Child-labour rates have shot up; a Turkish factory that makes clothing for Western brands recently tumbled into scandal when campaigners found Syrian refugee children working there. Meanwhile, 35 per cent of all marriages registered in Zaatari camp involve girls under the age of 18.
That's not the way Ms. Almellehan was raised. Like Ms. Yousafzai, her father was a schoolteacher. Both young women were raised to believe that education was paramount, the only route to overcoming the situation around them.
Ms. Almellehan began her campaign by lobbying her Zaatari classmates to resist pressure from their parents and to remain in school. She eventually became an unofficial ambassador for Save The Children and UNICEF, joining aid workers as they visited troubled families to try to convince them of the importance of education.
She got predictable pushback as a girl advocating for change in a male-dominated culture.
"I faced many difficulties," she says – particularly from the fathers of young girls, who told her she should end her campaigning. She shrugs it off now: "It made me stronger."
Her own father, Rakan, watches her with evident amazement. "I am so proud, as a teacher, to see my daughter fighting for education," he says, speaking in Arabic.
Ms. Almellehan and her family turned down several earlier opportunities to leave Jordan and move to a Western country because she wanted to remain and continue her advocacy work. But when Muzoon turned 16, her father convinced her it was finally time to prioritize her own educational needs, and her dreams of attending a Western university and becoming a journalist.
The family was offered a move to Sweden but declined, fearing that learning the language would prove too high a barrier to leap. They instead accepted an opportunity to move to Newcastle, only to find out that the English Ms. Almellehan mastered while helping aid workers in Zaatari was rather different from the Geordie accent – which some consider a dialect of its own – that rolls off tongues in this port city near England's border with Scotland.
"When I came here, I thought my English was good, but when I first arrived, I couldn't understand anything," she says with a giggle. Her parents, who arrived without her English skills, found the transition even more difficult than she did.
But Ms. Almellehan, who is relentlessly upbeat, says that's been the only hiccup in her integration so far.
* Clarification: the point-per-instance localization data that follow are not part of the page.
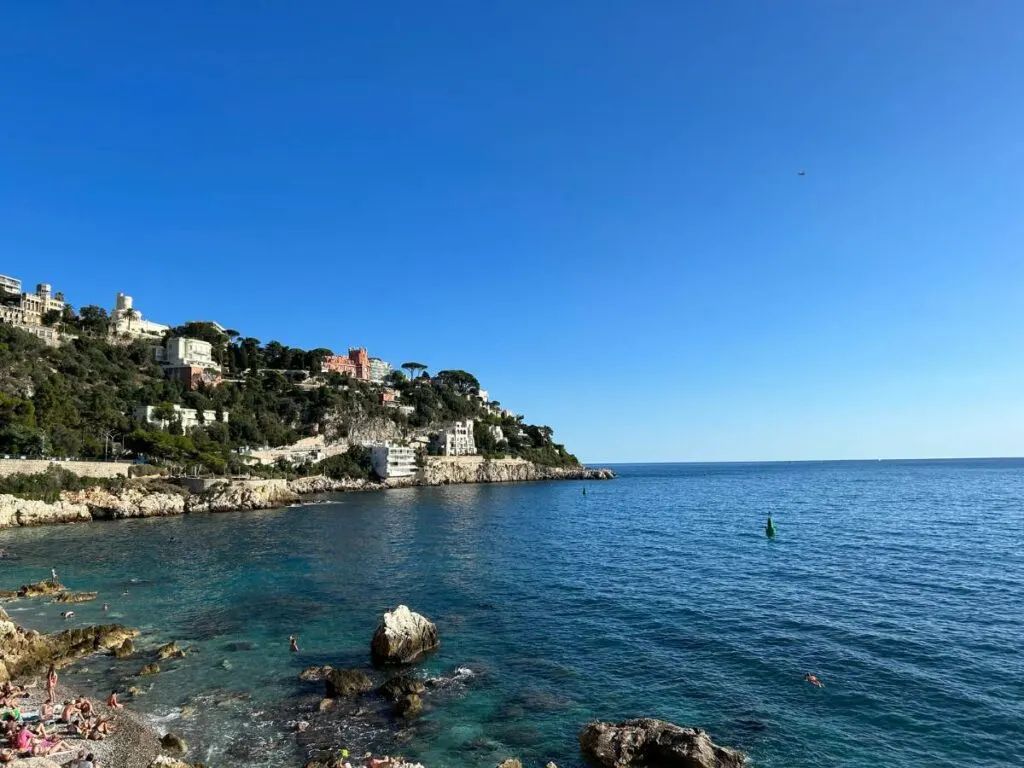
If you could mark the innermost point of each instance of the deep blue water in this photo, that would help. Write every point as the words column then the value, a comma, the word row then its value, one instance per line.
column 899, row 584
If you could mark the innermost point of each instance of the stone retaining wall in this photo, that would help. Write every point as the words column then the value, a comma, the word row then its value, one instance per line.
column 82, row 469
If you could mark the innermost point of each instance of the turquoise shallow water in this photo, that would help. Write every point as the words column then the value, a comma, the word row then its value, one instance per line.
column 899, row 584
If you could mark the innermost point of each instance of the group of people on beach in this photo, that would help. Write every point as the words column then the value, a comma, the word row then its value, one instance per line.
column 27, row 735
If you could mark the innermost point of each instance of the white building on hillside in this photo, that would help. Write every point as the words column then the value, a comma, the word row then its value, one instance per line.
column 126, row 321
column 180, row 352
column 457, row 439
column 393, row 461
column 9, row 286
column 27, row 310
column 189, row 418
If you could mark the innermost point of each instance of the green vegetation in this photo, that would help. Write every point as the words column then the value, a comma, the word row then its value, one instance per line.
column 79, row 399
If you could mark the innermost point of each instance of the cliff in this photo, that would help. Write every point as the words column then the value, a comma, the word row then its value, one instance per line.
column 442, row 471
column 158, row 499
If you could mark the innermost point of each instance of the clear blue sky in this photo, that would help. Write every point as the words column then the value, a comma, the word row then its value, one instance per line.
column 594, row 206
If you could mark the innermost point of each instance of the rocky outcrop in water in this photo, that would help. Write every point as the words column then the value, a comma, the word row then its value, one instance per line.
column 231, row 497
column 324, row 484
column 14, row 512
column 402, row 637
column 648, row 742
column 157, row 499
column 136, row 501
column 41, row 589
column 76, row 597
column 26, row 652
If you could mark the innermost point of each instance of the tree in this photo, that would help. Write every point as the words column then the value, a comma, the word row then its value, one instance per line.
column 93, row 320
column 413, row 368
column 462, row 382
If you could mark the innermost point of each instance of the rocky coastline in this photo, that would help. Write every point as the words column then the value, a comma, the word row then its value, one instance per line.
column 154, row 498
column 387, row 691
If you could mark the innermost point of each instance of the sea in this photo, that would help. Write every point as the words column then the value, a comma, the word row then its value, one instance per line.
column 899, row 584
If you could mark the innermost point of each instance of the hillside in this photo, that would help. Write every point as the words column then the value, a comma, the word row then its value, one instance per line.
column 78, row 400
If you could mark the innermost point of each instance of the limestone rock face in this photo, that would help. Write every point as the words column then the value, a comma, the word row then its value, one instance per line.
column 441, row 471
column 642, row 742
column 174, row 743
column 14, row 511
column 346, row 683
column 324, row 484
column 244, row 495
column 402, row 637
column 129, row 502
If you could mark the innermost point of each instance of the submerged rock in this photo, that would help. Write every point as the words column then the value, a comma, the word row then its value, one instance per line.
column 125, row 649
column 41, row 589
column 402, row 637
column 399, row 686
column 409, row 706
column 346, row 683
column 163, row 761
column 645, row 741
column 170, row 650
column 175, row 743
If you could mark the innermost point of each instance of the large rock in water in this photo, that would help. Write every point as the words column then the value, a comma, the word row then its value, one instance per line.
column 402, row 637
column 26, row 652
column 653, row 743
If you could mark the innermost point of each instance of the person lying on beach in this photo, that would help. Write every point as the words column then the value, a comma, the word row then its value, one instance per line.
column 51, row 684
column 813, row 680
column 69, row 713
column 23, row 741
column 84, row 706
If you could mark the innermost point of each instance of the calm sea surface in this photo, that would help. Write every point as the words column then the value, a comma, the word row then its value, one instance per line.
column 899, row 584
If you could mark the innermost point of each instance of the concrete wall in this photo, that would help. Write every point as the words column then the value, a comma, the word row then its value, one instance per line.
column 83, row 469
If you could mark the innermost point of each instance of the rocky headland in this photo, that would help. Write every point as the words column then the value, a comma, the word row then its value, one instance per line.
column 146, row 498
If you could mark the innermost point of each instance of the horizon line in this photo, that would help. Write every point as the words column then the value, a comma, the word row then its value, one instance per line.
column 813, row 461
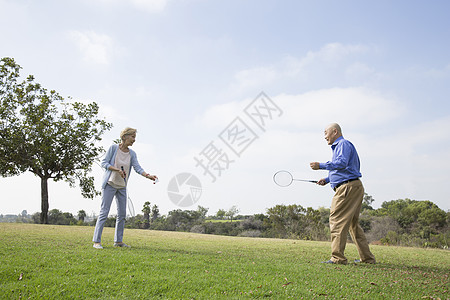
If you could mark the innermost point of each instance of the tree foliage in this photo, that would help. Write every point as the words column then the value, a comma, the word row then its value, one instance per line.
column 42, row 133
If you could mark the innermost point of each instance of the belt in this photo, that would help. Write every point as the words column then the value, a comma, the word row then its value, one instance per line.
column 344, row 182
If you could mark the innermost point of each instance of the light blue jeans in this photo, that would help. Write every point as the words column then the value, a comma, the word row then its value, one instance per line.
column 121, row 200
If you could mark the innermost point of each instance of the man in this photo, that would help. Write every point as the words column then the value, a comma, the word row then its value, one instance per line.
column 343, row 177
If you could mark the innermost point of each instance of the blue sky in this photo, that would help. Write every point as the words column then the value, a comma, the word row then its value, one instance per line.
column 181, row 71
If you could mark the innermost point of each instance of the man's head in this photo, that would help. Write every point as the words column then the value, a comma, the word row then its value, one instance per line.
column 332, row 133
column 128, row 135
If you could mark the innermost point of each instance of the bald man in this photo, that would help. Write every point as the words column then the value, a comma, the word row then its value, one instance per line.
column 343, row 176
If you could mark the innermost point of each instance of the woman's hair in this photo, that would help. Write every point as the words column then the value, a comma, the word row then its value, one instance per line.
column 127, row 131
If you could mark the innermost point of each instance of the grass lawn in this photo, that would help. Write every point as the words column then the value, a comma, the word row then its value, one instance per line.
column 59, row 262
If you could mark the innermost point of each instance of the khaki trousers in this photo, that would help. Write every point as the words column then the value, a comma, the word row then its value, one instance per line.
column 344, row 218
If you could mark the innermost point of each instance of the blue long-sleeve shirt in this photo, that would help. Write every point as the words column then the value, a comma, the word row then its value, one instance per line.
column 344, row 164
column 110, row 158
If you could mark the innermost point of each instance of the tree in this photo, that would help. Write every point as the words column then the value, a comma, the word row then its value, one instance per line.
column 81, row 215
column 221, row 214
column 43, row 134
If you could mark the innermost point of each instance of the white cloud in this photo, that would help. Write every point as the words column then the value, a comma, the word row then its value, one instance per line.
column 151, row 6
column 95, row 48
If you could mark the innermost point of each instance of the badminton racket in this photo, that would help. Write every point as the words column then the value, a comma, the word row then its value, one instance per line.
column 284, row 178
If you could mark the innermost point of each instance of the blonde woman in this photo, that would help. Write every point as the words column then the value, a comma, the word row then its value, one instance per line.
column 118, row 162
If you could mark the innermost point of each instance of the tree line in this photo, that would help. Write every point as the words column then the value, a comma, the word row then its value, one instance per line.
column 55, row 139
column 402, row 222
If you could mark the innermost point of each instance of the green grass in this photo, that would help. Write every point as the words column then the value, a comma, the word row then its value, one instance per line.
column 58, row 262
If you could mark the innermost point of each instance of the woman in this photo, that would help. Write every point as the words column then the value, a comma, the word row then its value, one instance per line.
column 118, row 162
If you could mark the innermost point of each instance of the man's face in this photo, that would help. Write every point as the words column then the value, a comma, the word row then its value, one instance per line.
column 330, row 135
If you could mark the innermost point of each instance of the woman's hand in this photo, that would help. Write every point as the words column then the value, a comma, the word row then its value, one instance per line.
column 151, row 177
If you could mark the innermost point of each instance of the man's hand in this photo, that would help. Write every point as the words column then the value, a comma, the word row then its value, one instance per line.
column 315, row 165
column 322, row 182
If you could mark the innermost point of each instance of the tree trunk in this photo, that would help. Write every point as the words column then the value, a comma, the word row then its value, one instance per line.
column 44, row 201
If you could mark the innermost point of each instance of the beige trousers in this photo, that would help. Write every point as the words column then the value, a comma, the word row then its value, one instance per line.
column 344, row 218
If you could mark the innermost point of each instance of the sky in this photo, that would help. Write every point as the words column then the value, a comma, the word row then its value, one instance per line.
column 230, row 92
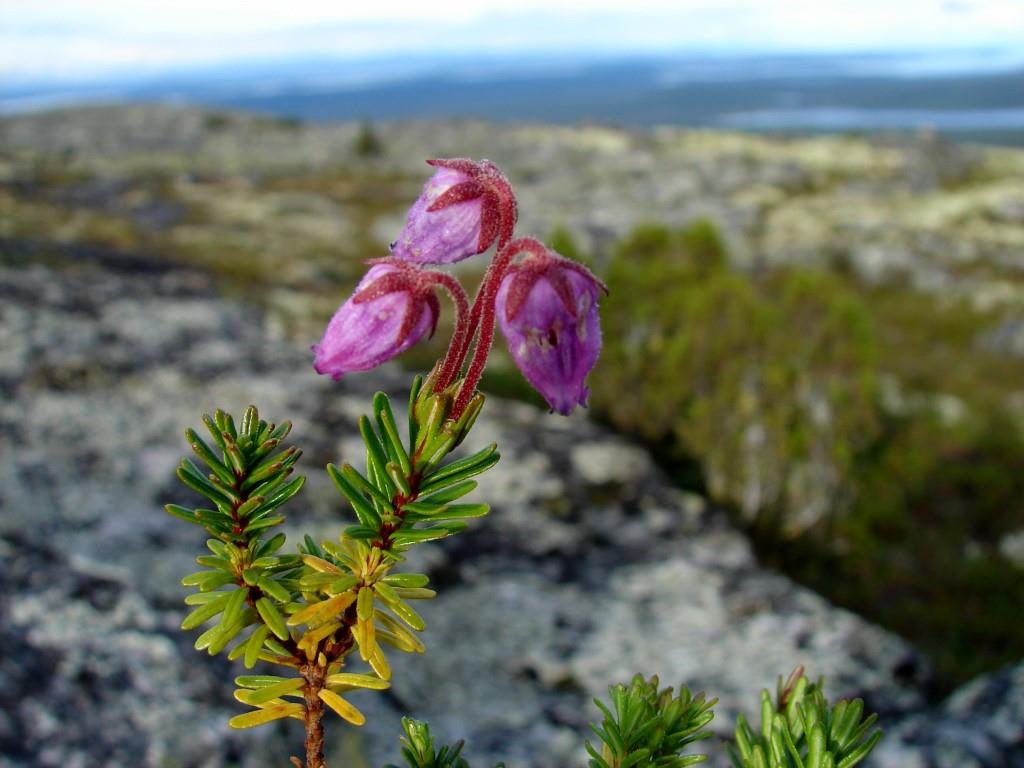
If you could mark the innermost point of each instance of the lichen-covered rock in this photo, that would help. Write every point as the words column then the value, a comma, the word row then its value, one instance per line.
column 589, row 568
Despite a rash of anti-immigrant incidents in Britain since the country voted in June to leave the European Union, she says she and her family haven't experienced any overt racism here.
Instead, she gently criticizes her fellow refugees for expecting too much too fast from their host countries, while not doing enough to understand the cultures they've arrived in. "The responsibility is to be active in the community. We should help and be positive. We should respect [the English] and they will respect us," she says. "Most [refugees] came here to get a good life. Not me. I came to be active in this country and to support this country."
But England, she says, is only home for now."I will go back to Syria as a strong person to rebuild my country again," she vows. "And I won't go back alone."